Taken together, paper II identifies MAIT cell as rapid responders to GAS infections and significant contributors to the cytokine storm, thereby implicating MAIT cells as potentially detrimental to the immunopathogenesis of STSS.

Figure 9. MAIT cells are activated in STSS patients. (A) Expression of activation markers on MAIT cells in STSS patients at day 1, 28 and 180. (B) Vb2-specific activation in one patient. Assessed by flow cytometry.

In paper III, we continued to explore the mechanisms behind the robust cytokine response in MAIT cells during GAS infections. We extended the study by also including another superantigen-producing bacterium capable of causing TSS, S. aureus. GAS infections and superantigens have been associated with increased production of ROS in leukocytes (238-242).

As ROS have been linked to production of IFNg, TNF, IL-12, and IL-18, as well as to IL-12R and IL-18R signaling (104, 106, 107, 112), we hypothesized that ROS signaling is important in controlling the MAIT cell response in streptococcal and staphylococcal TSS and that antioxidants can be used to modulate MAIT cell responses.

In paper III, we found that ROS levels in MAIT cells both before and after activation were considerably lower than ROS levels in conventional T cells. MAIT cell production of IFNg and TNF in response to GAS and S. aureus supernatants was inhibited by NAC and GSH. In contrast, the cytokine production by conventional T cell subsets was not inhibited by antioxidants, or rather even increased slightly. This points to an important role of ROS in controlling MAIT cell function. Targeting ROS using NAC or GSH inhibited both Vb2+ and Vb2- MAIT cells suggesting that the antioxidants do not specifically affect the direct activation of MAIT cells by superantigens. Instead, NAC and GSH inhibited the IL-12 and IL-18-dependent MAIT cell activation. Stimulation of purified Va7.2+ cells with recombinant IL-12 and IL-18 was inhibited by NAC and GSH, suggesting that the ROS could be involved in controlling the expression of IL-12R and IL-18R, or be involved in receptor signaling. It was recently demonstrated that ROS is required for signaling downstream of IL-12R and IL-18R in mouse CD4+ T cells (112). We found that cytokine production of conventional T cells as well as NK cells in response to recombinant IL-12 and IL-18 was also inhibited by antioxidants.

This suggests that the ROS-dependency of IL-12 and IL-18-mediated activation is not limited to MAIT cells. However, as MAIT cells are more robust responders to IL-12 and IL-18 compared to other T cells, they are more affected by antioxidant treatment. In addition, production of IL-18 by other immune cells was also inhibited by antioxidants, indirectly affecting the IL-18-mediated MAIT cell activation.

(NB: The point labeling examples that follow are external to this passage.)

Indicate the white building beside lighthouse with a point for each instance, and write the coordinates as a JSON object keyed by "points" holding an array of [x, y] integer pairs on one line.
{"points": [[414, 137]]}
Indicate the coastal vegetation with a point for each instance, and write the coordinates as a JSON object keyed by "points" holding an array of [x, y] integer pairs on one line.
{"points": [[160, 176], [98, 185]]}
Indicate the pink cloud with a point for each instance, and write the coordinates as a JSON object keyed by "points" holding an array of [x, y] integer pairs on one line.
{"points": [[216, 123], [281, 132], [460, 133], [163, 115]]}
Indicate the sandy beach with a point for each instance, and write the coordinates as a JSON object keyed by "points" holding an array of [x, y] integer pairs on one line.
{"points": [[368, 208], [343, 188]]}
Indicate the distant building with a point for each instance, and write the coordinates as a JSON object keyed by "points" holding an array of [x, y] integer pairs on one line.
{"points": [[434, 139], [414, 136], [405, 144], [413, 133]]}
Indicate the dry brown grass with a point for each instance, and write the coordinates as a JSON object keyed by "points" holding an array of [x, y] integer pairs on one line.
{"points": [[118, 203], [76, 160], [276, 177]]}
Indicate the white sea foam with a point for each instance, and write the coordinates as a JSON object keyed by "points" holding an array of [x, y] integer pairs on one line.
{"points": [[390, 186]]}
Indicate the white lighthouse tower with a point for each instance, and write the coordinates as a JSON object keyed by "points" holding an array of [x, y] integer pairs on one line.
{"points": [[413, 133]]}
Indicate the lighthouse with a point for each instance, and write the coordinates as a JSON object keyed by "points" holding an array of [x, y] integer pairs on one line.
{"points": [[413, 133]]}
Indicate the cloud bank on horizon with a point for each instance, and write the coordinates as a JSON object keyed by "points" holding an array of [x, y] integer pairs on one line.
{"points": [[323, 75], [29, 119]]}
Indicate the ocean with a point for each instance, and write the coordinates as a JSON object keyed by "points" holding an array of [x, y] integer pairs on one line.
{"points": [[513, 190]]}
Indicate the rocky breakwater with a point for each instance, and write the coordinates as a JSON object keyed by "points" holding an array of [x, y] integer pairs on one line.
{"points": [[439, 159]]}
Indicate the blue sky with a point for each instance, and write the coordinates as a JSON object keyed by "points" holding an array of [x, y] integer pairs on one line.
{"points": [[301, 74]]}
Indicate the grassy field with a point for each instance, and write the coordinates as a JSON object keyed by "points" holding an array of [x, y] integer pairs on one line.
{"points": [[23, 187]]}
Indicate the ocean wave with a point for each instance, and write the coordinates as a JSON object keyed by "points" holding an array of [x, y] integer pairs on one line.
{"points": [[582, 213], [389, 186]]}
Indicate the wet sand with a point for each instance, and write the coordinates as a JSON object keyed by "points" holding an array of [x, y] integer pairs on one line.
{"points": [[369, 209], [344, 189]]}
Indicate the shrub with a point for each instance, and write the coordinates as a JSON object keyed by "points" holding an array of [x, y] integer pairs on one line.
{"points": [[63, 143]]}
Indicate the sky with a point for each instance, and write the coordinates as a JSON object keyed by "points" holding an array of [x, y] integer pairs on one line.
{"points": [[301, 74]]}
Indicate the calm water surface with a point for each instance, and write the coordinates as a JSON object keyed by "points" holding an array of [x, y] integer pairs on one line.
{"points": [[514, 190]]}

ROS have been suggested to play a role in the formation of the NLRP3 inflammasome driving IL-18 activation and secretion (106, 107).

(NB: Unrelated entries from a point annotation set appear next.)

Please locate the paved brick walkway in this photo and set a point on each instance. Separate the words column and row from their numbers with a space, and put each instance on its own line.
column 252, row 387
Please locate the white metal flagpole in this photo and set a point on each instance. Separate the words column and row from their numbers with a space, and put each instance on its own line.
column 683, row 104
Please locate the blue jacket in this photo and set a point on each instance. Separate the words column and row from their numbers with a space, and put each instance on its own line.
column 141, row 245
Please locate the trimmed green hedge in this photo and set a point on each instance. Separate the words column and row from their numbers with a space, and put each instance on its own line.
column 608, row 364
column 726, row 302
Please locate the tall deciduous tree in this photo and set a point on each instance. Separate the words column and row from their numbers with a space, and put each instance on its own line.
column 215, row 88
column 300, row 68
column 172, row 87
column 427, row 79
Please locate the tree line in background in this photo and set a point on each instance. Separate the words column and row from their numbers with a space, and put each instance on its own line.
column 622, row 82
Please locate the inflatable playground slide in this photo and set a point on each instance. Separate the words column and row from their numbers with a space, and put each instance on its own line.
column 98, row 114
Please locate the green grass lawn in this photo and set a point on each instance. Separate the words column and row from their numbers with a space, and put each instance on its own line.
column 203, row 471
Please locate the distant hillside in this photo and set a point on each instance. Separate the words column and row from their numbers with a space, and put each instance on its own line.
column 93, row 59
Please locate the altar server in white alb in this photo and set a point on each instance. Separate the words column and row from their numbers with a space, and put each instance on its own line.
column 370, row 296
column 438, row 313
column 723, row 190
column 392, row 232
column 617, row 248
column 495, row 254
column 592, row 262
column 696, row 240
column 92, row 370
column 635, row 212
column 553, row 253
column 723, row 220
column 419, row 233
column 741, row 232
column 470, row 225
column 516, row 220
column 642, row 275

In addition, glutathionylation of caspase-1 prevents the assembly of the inflammasome (119).

This may explain the decreased IL-18 production after antioxidant treatment. The significant difference in cytokine responses between MAIT cells and other T cells observed in paper II is intriguing. In paper III, we find that the involvement of redox signaling in MAIT cell activation in response to GAS also differs from other T cells. It is possible that there is a link between these observations. Release of ROS plays a role in combating infections and the overall ROS production by the immune system is elevated in STSS, sepsis, as well as other infectious diseases. Our data indicate that the increased ROS levels also promote MAIT cell activation in these conditions. However, whether MAIT cell activation is dependent on endogenous ROS, or ROS produced by other cells remains to be investigated. Taken together, paper III reveals a novel role of ROS in MAIT cell activation and suggests that antioxidants have the potential of dampening the MAIT cell response in inflammatory diseases.